Three Things to Know About Pisces’ Climate Giving

The Pisces Foundation is a California-centric green funder giving to water, climate, and environmental education. Here are some key things to know about its few huge, and several small, grants for climate and energy.

Pisces was formed from the wealth of Bob Fisher, one of three heirs and a director of the Gap clothing empire, who also happens to be a big-time environmentalist who spent more than 20 years on the board of NRDC. Bob Fisher and his wife Randi Fisher cofounded the foundation, which these days gives about $8.5 million a year strictly to the environment, with one of three focuses on Climate & Energy.

Related: Pisces Foundation: Grants for Climate & Energy

We spent some time analyzing Pisces’ giving, and have a few key insights to share on this San Francisco-based funder’s approach: 

1. Pisces is mainly about water.
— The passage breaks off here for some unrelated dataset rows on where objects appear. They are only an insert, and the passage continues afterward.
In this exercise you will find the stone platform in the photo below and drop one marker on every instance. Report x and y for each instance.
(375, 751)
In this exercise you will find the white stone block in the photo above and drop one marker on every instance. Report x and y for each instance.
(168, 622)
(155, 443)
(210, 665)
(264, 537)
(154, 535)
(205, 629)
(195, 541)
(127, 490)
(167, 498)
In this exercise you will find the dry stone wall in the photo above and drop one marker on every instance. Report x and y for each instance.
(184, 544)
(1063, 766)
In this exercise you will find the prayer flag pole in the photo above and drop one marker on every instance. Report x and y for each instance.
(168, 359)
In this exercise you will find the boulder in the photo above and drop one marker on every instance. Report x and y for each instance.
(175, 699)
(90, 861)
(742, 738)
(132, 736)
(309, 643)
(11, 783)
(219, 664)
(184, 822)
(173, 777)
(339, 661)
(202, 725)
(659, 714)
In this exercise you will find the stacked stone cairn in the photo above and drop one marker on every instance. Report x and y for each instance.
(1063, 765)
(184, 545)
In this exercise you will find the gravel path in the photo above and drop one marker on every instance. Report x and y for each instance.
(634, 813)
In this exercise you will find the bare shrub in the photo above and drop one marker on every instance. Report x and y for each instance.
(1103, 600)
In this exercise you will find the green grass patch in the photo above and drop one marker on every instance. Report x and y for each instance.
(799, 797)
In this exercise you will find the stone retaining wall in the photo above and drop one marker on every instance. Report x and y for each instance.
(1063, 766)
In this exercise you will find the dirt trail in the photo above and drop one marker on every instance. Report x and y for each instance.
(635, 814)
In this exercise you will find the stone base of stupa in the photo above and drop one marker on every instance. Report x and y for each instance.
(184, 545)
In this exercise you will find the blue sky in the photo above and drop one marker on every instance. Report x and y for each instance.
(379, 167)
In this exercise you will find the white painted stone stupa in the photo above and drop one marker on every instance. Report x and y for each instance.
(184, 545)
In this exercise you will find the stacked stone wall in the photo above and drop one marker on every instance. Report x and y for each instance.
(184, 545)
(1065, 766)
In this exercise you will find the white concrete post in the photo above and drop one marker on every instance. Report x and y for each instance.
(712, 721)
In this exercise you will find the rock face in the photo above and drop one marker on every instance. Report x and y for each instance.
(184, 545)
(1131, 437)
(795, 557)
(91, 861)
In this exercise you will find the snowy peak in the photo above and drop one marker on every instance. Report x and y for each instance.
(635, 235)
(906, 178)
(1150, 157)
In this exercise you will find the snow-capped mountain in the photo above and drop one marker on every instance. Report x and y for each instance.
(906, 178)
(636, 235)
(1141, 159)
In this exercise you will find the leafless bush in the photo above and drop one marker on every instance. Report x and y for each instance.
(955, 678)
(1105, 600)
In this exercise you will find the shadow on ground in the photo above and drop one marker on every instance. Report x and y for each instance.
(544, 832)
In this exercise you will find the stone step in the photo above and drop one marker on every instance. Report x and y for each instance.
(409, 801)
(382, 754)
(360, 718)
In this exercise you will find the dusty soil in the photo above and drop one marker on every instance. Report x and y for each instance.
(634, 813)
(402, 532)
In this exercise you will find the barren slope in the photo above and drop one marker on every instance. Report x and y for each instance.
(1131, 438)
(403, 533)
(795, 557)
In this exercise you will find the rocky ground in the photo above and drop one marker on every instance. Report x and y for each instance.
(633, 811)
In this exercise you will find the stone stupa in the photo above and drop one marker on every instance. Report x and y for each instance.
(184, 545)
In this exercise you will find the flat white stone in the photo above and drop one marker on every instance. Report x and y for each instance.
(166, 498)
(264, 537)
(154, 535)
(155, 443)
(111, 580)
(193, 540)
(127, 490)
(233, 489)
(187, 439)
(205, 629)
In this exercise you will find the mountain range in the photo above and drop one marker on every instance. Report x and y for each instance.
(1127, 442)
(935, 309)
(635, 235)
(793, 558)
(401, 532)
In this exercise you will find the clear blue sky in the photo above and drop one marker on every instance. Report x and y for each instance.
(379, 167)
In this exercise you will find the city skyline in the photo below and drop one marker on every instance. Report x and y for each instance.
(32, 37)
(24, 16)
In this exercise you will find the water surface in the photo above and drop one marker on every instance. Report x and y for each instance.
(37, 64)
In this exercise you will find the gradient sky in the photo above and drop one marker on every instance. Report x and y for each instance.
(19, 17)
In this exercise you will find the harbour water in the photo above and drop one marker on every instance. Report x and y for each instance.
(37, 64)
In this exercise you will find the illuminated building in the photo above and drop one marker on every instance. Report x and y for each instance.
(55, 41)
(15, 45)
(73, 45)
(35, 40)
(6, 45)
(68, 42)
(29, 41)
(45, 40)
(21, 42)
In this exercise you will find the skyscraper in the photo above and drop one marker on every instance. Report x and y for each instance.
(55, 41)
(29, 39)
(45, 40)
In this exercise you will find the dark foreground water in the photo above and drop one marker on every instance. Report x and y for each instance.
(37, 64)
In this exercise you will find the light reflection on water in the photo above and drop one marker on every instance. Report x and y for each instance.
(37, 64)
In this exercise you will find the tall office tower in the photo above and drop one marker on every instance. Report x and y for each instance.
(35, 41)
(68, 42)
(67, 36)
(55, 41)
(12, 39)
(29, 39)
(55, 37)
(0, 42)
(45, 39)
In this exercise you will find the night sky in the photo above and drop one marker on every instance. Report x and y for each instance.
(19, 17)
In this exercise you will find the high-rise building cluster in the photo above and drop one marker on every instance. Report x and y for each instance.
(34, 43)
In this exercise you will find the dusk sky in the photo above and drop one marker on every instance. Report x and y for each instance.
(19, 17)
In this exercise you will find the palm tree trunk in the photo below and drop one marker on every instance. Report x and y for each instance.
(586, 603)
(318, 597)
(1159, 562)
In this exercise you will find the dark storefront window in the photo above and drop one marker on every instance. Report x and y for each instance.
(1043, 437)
Climate change is important to this funder, but water is its keenest interest. After all, Bob Fisher and Pisces Executive Director David Beckman cofounded the NRDC’s national water program in 2008. And Pisces cofounded the California Water Foundation, an initiative of Resources Legacy Fund dedicated to water resources. All that said, climate and water issues are increasingly entwined these days in places being hit hard by drought. 

Related: Pisces Foundation: Grants for Marine & Rivers

2. Pisces gives only a handful of large (but also several small) grants. The Energy Foundation, the passthrough funder developed by the biggest foundations in climate work, is the centerpiece of Pisces’ climate giving, receiving as much as $750,000 annually. Conservation International, where Fisher sits on the board, receives $1 million a year (not earmarked for climate, but CI is active in the realm). Aside from a few other large grantees in each program, there’s a big drop off. 

However, Pisces does give a total of 50 grants a year, including several smaller grants of $10,000 and below. Climate change and energy pops up in several of these. 

3. It puts an emphasis on one type of pollutant. The climate program states that it’s really gunning for what’s known as “short-lived climate pollutants,” meaning black carbon, methane, HFCs, and ground-level ozone. While CO2 is the big long-term threat to climate, these nasty particulates have a huge near-term impact, and cause various other health and agriculture problems.